Creamy Polenta with Spinach and Feta

I have been cooking up a storm this past week.  I’m really trying to bring some new recipes to the table as well as use what I have in my fridge and pantry.  I had some polenta in the pantry and had a hankering for a stuffing/mashed potato dish, but didn’t want all the calories or take a ton of time doing it.  When you have an 8 yr old and a 1 yr old at your feet in the kitchen you’ve got to be quick! This dish did the trick.  This was a Weight Watcher recipe, but I changed it up because I wanted some more flavors and it came out great!

3 1/2 cup(s) fat-free chicken broth, or vegetable broth

1 cup(s) uncooked cornmeal, in the form of instant polenta

1/2 tsp table salt

1/4 tsp black pepper

2 tsp olive oil

1/2 cup mushrooms

2 tsp(s) garlic, diced

1/4 cup(s) shallots, chopped

2 cup(s) fresh spinach, baby leaves, stems removed, chopped

1/2 cup(s) reduced fat feta

1/4 cup(s) fat-free milk

  • Heat broth to boiling over high heat in a medium-size, heavy-bottomed pot.
  • While waiting for the broth to boil saute the mushrooms, shallots and garlic in the olive oil.
  • Once the broth is boiling  gradually add polenta, stirring constantly to prevent lumps; stir in salt, pepper, sautéed shallots, garlic and mushrooms.  Then add the chopped spinach. (keep stirring)
  • Reduce heat to low and simmer until mixture is thick, stirring constantly, about 5 minutes; stir in cheese and milk.

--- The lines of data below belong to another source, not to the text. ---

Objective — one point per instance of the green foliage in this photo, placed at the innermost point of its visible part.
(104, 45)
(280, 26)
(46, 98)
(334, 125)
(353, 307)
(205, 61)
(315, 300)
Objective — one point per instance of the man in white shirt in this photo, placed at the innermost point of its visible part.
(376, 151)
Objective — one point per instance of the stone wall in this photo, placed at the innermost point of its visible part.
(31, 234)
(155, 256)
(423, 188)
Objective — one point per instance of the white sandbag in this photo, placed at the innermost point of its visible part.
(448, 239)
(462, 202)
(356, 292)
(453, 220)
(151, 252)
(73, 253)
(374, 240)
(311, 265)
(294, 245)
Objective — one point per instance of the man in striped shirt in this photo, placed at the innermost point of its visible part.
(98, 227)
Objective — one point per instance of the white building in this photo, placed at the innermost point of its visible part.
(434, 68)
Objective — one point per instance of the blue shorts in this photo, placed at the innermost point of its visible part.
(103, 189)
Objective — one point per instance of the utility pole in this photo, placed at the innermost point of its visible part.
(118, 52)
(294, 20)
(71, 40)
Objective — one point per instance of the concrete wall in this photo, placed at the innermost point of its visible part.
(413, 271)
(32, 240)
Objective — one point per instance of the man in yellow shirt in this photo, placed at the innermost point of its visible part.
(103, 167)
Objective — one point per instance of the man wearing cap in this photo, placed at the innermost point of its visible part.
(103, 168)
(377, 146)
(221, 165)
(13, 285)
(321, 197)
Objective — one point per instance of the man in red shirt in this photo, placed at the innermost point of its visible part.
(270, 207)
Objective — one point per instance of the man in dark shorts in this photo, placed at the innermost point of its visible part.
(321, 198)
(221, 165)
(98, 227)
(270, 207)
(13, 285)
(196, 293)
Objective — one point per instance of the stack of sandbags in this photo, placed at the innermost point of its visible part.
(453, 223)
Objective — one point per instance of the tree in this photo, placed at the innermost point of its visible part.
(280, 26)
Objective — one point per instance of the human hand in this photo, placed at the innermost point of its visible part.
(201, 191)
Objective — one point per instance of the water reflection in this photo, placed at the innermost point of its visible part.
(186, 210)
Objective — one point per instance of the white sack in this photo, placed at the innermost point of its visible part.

Simmer until cheese melts, about 1 minute; serve immediately. Yields about 5 1cup servings.  ( The Weight Watcher recipe said 4 3/4cup servings, but there was a lot more.

You could use parmesan or even blue cheese instead of feta if you’d like.  I chose to add mushrooms, shallots, garlic and feta. This recipe cooks up quick and I mean quick.  Once you start adding the polenta (I used a 5 minute, quick cooking polenta) you have to keep stirring! Once you add everything you better be ready to sit down to eat.  Because when you take it off the stove and it begins to  cool, it will get very thick.  It still tastes great, I just wished I had been better prepared! lol  I was still running around trying to cut up my littlest ones food and get the table set with drinks and so on.  It was delicious though and was even tasty the next day.  I served it with pork tenderloin.  (If I had planned it, I would have laid the sliced tenderloin on top of the polenta mixture.)  Oh and if you think your kids might not care for it… think again.  Josie finished all of her creamy polenta before she started on the meat!